Cords Cable Industries Limited
- Company logo
- Company type: Public
- Traded as: BSE: 532941, NSE: CORDSCABLE
- ISIN: INE792I01017
- Industry: Electrical cable manufacturer
- Headquarters: New Delhi, India

= Cords Cable Industries Limited =

Indian instrumentation cable maker

Cords Cable Industries Limited (BSE: 532941, NSE: CORDSCABLE, ISIN: INE792I01017) is the largest instrumentation cable maker in India.
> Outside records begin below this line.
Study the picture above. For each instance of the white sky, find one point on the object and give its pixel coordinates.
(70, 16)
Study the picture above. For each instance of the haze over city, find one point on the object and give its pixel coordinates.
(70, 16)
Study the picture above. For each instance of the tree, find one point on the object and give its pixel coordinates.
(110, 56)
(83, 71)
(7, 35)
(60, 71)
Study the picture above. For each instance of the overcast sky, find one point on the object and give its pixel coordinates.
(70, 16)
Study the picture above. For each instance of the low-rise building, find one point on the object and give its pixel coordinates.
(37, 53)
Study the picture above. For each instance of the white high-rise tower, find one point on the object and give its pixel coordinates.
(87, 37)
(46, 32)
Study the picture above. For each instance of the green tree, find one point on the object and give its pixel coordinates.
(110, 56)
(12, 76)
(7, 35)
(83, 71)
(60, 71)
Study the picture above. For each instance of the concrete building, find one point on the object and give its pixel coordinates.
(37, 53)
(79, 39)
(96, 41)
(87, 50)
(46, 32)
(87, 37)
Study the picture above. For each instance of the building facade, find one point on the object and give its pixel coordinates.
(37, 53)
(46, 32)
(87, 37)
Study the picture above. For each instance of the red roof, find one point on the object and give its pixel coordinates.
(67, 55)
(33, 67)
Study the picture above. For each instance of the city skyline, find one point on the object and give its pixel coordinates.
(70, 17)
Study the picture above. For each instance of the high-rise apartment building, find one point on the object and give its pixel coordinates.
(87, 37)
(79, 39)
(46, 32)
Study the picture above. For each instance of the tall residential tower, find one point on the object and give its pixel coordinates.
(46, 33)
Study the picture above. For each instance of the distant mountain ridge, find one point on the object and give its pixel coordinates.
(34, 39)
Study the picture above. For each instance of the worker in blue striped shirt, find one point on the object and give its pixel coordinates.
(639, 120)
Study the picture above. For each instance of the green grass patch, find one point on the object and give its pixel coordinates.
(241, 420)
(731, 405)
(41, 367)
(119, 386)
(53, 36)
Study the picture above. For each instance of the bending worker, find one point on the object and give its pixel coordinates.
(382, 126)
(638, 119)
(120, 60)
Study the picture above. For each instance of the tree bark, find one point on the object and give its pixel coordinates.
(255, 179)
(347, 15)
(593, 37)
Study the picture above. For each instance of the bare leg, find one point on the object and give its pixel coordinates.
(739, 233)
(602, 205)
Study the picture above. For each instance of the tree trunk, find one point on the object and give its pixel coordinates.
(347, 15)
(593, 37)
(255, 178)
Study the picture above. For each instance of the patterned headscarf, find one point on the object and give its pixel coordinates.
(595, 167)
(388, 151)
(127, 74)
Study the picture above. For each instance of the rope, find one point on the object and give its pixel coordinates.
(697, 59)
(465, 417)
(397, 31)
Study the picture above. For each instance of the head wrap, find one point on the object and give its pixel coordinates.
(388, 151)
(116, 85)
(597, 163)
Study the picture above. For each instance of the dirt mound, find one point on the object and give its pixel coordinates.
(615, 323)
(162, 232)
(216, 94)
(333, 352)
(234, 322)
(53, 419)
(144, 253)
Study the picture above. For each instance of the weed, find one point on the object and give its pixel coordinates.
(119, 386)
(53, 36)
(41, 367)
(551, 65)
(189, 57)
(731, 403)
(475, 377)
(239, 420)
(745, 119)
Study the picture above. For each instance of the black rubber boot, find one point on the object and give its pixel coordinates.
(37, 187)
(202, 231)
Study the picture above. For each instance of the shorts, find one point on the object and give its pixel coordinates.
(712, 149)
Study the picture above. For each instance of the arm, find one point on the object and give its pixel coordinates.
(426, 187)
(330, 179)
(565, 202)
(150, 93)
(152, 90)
With its headquarters in New Delhi, it manufactures instrumentation cables, control cables, thermocouple cables, power cables and special cables for signaling and electrical connectivity requirements, mainly for industrial use. The company manufactures cables up to 3.3 kilovolt for applications including industrial, utility and buildings. It caters to industries such as electric power, steel, cement, fertilizers and chemicals, and refinery/petroleum. The Company’s products include medium-tension control cables (up to 3.3 kilovolt), medium-tension power cables (up to 3.3 kilovolt), instrumentation cables, signal and data cables, thermocouple extension/compensating cables, panel wires/house hold wires/flexible cables, and specialty cables.

Naveen Sawhney is the Managing Director, and Chairman of the Board of the company.

==Listing==
In January 2008, the Company came out with an IPO and on 13 February 2008 got listed on Bombay Stock Exchange and National Stock Exchange of India.

== Rankings==
In 2008, Cords Cable Industries Limited became the only Cable manufacturer in the Asia-Pacific Region to be listed by Forbes magazine in its 'Asia's 200 Best Companies Under a Billion List'.

In 2012, Cords Cable Industries Limited was ranked 513th by International Business Times in its list, published on 16 January 2012, of world's 1000 fasted-growing companies.